As part of introducing themselves to the neighborhood, the church has told historical stories about the city, as well as the Church of the Nazarene. That is where NTS helped Pollock yet again.
“I didn’t know there was any history to the Christian church before entering NTS,” he said. “Having a professor like Paul Bassett, who was difficult and blew my mind daily, shaped my ecclesiology and how we extend grace to, and receive grace from, one another. When I think about the language that was shaped in me at NTS, all of that has been essential as we’ve been very intentional with our language as we’ve planted this church. Nazarene Theological Seminary, and the professors, laid that foundation for me. They gave me a theological imagination which has been essential in a world that is so crazy and chaotic these days.”
The church has started by listening to and asking questions of the community, and seeking out people and organizations that are already addressing the needs around 8th Street. For example, the church is partnering with two local African-American leaders who have created The Conversations Workshop, which educates people about whiteness, white privilege, criminal justice, and hospitality.
The congregation is also establishing a relationship with The Spero Project, which helps to resettle refugees in Oklahoma City.

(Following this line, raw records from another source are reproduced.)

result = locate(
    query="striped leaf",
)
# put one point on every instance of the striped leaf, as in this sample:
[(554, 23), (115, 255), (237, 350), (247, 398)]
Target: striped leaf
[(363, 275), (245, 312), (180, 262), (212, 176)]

Resettling people became very personal when the pastors realized a woman was living in her car across the street. Because of the coronavirus pandemic, the church was not meeting in the sanctuary, so they invited her to stay in the building while she worked to get back on her feet. Through partnership with The Jesus House, a local organization, the church helped the woman get her own apartment. She saved her money to purchase a new car, which enables her to earn money as an Uber and Postmates driver.
It’s stories like this that Pollock asks members to share during the worship service each week.
“I was worried we were going to run out of stories but we haven’t yet,” he said. “We’re super grateful.”